Good use of Blucky bones slimy!


----------



## TNathe (Sep 28, 2006)

very cool. Maybe next year you could "corpsify" the bones/skulls and make it look extremely creepy like the cave wall in the Jeepers Creepers first movie. Looks great though!


----------



## gypsichic (Jun 6, 2006)

well, guess i'll know which house is yours now.............lol


----------



## Lilly (Jun 13, 2006)

really good idea *ghoulies* to you 
I may even borrow that and i do like the idea from 
TNathe "Maybe next year you could "corpsify" the bones/skulls and make it look extremely creepy like the cave wall in the Jeepers Creepers first movie. Looks great though!
- "


----------



## slimy (Jul 12, 2006)

frontyardfright said:


> that's way cool!!!!!!!
> i love it!!!
> how many bags did you get...
> most important, how many trips did you take to walmart?


One bag goes three feet at the top. Use the bones from the skull bag to make the 'legs'.

Most importantly, I LIVE at walmart.

"very cool. Maybe next year you could "corpsify" the bones/skulls and make it look extremely creepy like the cave wall in the Jeepers Creepers first movie. Looks great though! "

By 'corpsify' the bones, do you mean hit them with a crappy layer of spray paint? Consider it done.

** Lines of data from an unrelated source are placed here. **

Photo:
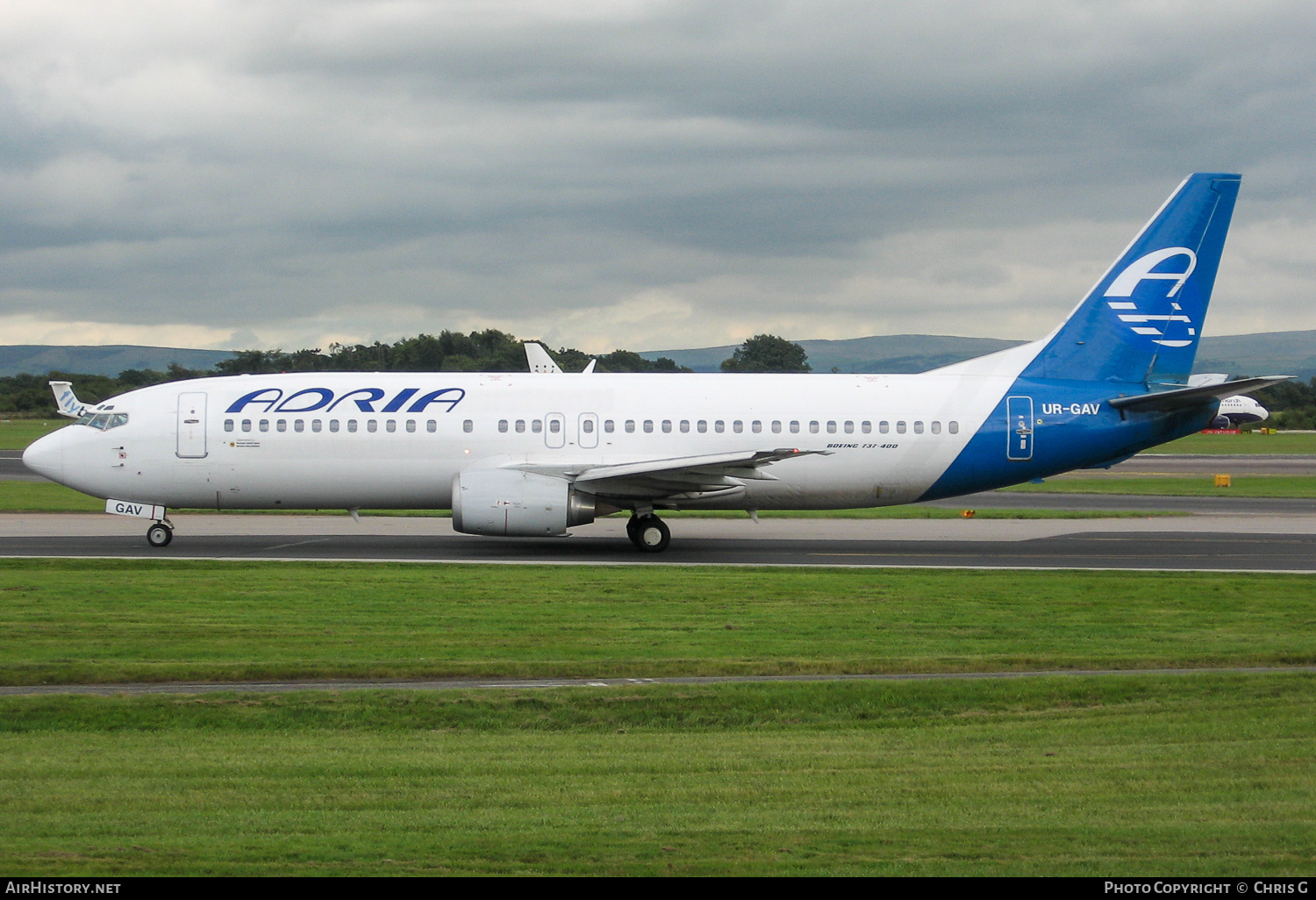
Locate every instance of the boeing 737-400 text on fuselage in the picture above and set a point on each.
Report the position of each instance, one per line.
(536, 454)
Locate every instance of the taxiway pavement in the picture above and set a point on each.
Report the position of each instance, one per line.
(1269, 542)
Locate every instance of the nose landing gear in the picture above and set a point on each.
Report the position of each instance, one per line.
(160, 534)
(649, 533)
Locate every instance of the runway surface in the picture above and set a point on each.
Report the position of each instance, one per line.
(1274, 544)
(137, 689)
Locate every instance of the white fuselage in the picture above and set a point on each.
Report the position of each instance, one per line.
(889, 436)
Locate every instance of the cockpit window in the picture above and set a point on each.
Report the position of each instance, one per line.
(103, 421)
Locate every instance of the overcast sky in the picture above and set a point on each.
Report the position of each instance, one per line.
(636, 174)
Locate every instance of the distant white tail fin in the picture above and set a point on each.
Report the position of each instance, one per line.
(66, 400)
(539, 360)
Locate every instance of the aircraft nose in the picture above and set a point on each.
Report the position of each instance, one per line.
(46, 455)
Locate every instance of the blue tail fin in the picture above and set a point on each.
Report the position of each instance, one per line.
(1142, 320)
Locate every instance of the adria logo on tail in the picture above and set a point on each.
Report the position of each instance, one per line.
(1141, 323)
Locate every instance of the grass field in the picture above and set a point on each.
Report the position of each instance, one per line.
(1126, 775)
(133, 620)
(1199, 774)
(1179, 486)
(1255, 442)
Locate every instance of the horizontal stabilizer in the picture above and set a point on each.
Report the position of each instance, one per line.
(539, 360)
(1194, 396)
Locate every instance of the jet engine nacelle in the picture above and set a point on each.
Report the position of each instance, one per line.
(508, 503)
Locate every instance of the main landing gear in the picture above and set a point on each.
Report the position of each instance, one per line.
(649, 533)
(160, 534)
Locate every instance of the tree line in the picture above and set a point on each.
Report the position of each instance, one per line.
(447, 352)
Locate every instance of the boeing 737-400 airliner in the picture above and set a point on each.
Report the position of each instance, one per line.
(536, 454)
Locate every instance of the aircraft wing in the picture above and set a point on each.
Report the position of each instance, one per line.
(1192, 396)
(66, 402)
(682, 476)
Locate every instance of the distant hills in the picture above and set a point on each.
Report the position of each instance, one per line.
(1273, 353)
(41, 358)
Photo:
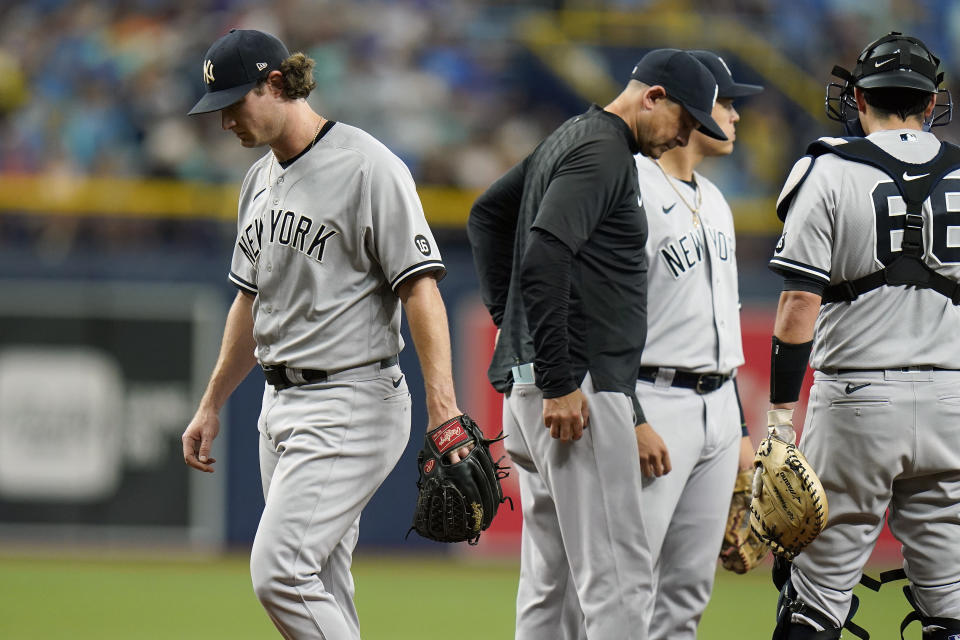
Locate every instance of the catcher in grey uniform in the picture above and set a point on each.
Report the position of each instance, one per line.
(871, 261)
(558, 245)
(331, 238)
(686, 384)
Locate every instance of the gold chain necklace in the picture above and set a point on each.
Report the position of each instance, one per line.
(695, 210)
(312, 142)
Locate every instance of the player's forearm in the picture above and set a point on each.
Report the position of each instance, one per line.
(427, 318)
(793, 332)
(796, 316)
(236, 357)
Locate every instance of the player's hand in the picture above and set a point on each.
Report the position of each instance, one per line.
(654, 457)
(456, 455)
(566, 416)
(198, 439)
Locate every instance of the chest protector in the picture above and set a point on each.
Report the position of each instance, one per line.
(908, 267)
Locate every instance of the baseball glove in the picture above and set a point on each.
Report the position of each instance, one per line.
(789, 505)
(742, 550)
(457, 501)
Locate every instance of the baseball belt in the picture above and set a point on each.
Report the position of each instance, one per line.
(699, 382)
(283, 377)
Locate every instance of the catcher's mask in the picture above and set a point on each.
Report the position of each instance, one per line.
(893, 61)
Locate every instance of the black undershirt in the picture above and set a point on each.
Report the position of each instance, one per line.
(323, 131)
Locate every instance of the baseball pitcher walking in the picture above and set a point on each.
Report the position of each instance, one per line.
(331, 239)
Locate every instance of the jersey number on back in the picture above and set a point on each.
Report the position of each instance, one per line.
(945, 203)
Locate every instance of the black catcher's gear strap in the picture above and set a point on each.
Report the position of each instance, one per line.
(908, 267)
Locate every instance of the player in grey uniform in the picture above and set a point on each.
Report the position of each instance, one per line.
(558, 244)
(871, 267)
(331, 238)
(686, 384)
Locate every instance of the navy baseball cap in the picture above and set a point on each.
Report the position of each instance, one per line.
(686, 81)
(234, 64)
(726, 86)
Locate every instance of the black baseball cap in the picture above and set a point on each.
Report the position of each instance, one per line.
(726, 86)
(234, 64)
(686, 81)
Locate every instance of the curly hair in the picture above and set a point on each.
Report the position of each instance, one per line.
(298, 79)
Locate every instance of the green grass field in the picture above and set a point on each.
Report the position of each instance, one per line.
(55, 596)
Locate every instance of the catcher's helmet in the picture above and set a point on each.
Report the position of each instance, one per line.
(894, 61)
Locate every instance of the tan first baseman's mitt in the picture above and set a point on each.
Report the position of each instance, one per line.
(742, 550)
(789, 505)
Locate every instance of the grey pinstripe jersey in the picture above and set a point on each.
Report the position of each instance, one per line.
(831, 234)
(693, 302)
(325, 246)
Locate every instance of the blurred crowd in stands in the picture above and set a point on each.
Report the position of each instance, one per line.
(101, 87)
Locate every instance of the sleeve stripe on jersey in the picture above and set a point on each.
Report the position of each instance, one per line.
(778, 264)
(429, 265)
(243, 284)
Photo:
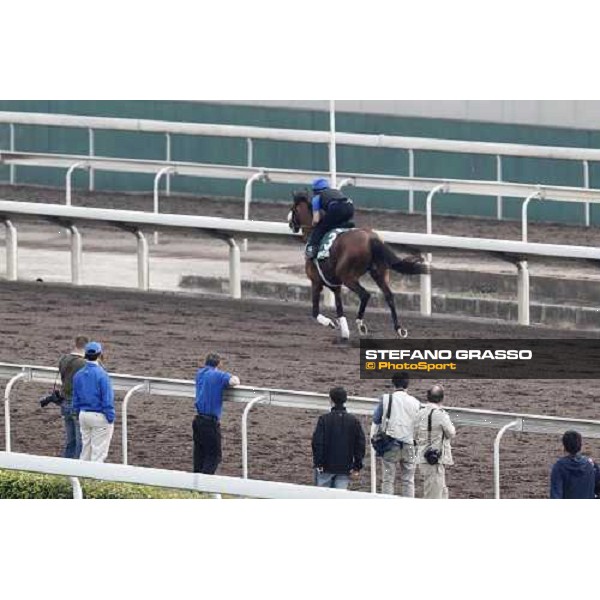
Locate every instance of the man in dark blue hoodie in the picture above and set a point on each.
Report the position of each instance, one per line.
(573, 476)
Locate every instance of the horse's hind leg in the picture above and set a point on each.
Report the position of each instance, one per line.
(364, 296)
(339, 308)
(380, 275)
(316, 289)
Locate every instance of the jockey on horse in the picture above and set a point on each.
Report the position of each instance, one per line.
(331, 209)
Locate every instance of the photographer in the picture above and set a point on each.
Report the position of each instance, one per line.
(68, 365)
(433, 431)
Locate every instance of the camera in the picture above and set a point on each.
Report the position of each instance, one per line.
(54, 398)
(432, 456)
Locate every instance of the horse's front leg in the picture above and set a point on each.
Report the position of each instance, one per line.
(339, 308)
(317, 288)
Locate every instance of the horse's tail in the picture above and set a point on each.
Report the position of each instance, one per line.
(382, 253)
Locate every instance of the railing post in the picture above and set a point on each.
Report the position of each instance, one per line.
(141, 386)
(235, 270)
(91, 153)
(373, 460)
(245, 414)
(168, 157)
(499, 207)
(260, 176)
(524, 209)
(143, 261)
(76, 487)
(12, 251)
(497, 455)
(161, 172)
(250, 151)
(76, 255)
(68, 180)
(23, 375)
(411, 173)
(12, 168)
(523, 292)
(586, 184)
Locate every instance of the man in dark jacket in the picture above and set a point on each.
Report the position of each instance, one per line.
(573, 476)
(338, 444)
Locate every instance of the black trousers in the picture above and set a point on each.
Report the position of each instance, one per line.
(207, 444)
(337, 214)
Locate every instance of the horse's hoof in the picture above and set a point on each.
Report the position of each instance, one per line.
(361, 326)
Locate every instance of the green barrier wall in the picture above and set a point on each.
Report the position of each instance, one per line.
(306, 156)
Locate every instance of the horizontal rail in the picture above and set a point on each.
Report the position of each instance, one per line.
(230, 227)
(295, 176)
(183, 388)
(215, 484)
(301, 136)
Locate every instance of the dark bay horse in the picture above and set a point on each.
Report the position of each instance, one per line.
(353, 254)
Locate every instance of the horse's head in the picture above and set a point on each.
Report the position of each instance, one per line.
(300, 216)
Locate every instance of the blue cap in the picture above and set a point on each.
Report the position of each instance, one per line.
(320, 184)
(93, 348)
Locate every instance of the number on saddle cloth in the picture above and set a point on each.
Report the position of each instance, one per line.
(327, 241)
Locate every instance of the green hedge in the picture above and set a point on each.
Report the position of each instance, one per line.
(23, 485)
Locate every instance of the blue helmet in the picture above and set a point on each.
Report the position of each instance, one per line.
(320, 184)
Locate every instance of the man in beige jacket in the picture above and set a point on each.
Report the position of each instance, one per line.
(433, 432)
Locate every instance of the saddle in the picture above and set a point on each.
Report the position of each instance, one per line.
(330, 237)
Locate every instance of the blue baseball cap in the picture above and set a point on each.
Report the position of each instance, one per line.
(320, 184)
(93, 348)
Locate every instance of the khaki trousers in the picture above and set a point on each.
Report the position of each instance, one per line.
(434, 481)
(96, 433)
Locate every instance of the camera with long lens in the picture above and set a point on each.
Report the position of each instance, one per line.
(432, 456)
(54, 398)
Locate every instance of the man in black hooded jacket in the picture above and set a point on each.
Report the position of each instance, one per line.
(338, 444)
(573, 476)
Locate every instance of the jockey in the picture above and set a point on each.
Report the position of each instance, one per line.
(331, 209)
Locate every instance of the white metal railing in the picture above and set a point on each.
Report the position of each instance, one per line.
(227, 229)
(411, 144)
(181, 480)
(179, 388)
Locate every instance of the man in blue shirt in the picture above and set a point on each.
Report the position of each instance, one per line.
(573, 476)
(210, 384)
(94, 402)
(331, 209)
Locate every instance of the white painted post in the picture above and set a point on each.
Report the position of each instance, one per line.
(586, 184)
(12, 256)
(76, 487)
(497, 456)
(76, 255)
(235, 271)
(260, 176)
(91, 154)
(499, 207)
(68, 180)
(7, 391)
(332, 149)
(12, 168)
(161, 172)
(523, 292)
(524, 209)
(411, 173)
(143, 262)
(245, 432)
(168, 157)
(141, 386)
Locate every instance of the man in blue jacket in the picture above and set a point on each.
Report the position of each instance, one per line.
(93, 400)
(331, 209)
(573, 476)
(210, 385)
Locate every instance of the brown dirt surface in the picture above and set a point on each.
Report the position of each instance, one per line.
(268, 344)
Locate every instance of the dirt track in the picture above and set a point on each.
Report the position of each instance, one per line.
(267, 344)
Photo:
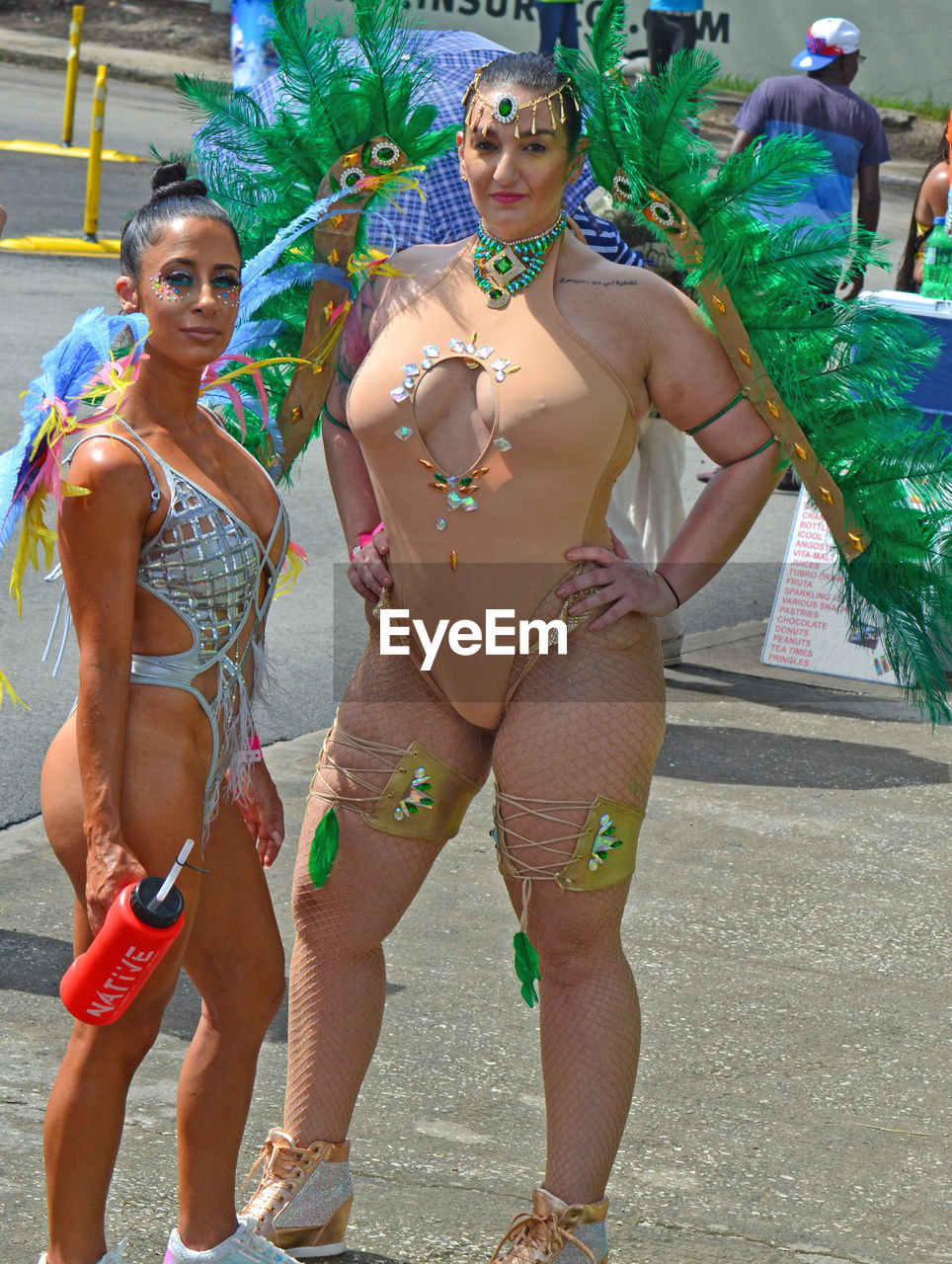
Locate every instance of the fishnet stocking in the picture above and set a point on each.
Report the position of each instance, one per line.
(579, 726)
(338, 980)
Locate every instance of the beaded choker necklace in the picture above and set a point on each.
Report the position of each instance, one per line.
(504, 269)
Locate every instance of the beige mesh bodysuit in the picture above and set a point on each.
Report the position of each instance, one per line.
(492, 440)
(547, 429)
(572, 739)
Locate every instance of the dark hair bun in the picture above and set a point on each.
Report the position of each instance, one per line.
(171, 180)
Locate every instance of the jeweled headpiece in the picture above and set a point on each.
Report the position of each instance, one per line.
(506, 109)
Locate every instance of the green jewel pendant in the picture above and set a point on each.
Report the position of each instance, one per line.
(504, 269)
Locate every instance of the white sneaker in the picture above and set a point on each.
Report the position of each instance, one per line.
(244, 1246)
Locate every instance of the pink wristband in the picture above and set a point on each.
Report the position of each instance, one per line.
(366, 536)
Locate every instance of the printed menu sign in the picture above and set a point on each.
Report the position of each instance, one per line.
(807, 628)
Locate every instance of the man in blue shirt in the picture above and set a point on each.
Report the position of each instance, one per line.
(822, 105)
(671, 26)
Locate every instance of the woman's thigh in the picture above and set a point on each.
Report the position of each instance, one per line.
(573, 762)
(386, 709)
(234, 955)
(161, 800)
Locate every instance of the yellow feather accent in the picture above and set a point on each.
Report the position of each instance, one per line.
(5, 686)
(33, 533)
(293, 564)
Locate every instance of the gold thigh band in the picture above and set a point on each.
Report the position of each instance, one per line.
(604, 851)
(424, 798)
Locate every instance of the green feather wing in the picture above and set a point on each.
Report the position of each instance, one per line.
(842, 369)
(335, 98)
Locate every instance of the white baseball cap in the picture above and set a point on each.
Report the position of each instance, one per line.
(827, 40)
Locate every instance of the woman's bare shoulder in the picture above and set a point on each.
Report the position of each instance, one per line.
(614, 283)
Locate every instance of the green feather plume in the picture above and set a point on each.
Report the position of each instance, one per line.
(335, 98)
(526, 967)
(324, 848)
(842, 369)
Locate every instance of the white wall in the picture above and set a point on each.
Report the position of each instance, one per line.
(907, 55)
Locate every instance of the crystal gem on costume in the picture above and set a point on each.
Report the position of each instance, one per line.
(605, 842)
(459, 490)
(352, 176)
(384, 153)
(506, 108)
(621, 188)
(416, 797)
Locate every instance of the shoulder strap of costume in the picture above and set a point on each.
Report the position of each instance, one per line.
(138, 449)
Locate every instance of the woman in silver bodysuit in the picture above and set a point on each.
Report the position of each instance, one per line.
(170, 563)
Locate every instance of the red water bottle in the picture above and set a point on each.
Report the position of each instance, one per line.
(140, 925)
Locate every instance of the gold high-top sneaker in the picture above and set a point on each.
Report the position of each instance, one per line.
(303, 1199)
(554, 1231)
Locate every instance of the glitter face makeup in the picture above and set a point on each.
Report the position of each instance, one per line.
(180, 284)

Million things to do, gotta get busy. Stop reading this and get to work!!!!!!!


----------



## Front Yard Fright (Dec 23, 2005)

i really like this idea... might pick up a few bags and see what i can do with them, i'm thinking about making some walls with the bones and skulls sticking out of them, then i could just use great stuff to full in the other places...
hmm, what do you think?


----------



## Dr Morbius (Sep 21, 2004)

VERY Kickass!


----------



## writer93 (Aug 29, 2006)

Looks Awesome man! Never thought of that but great idea man! Might try to do something like this myself!


----------



## Moon Dog (Oct 3, 2006)

Looks great... wonder if you could use glow-in-the-dark paint and hit it with a black lite at night...


----------



## mrklaw (Nov 11, 2005)

great idea. It doesn't look the same as all of the other fences out there.


----------



## kidzero2525 (Oct 6, 2006)

Wow thanks for the tip! I raced down to walmart and bought all they had. $2 for two skulls and some bones. I'm cutting and taping them tonight; should have zombie heads by dawn.


----------



## IshWitch (May 31, 2006)

Moon Dog said:


> Looks great... wonder if you could use glow-in-the-dark paint and hit it with a black lite at night...


Exactly what I was thinking!


----------



## Moon Dog (Oct 3, 2006)

IshWitch said:


> Exactly what I was thinking!


 Great minds think alike!


----------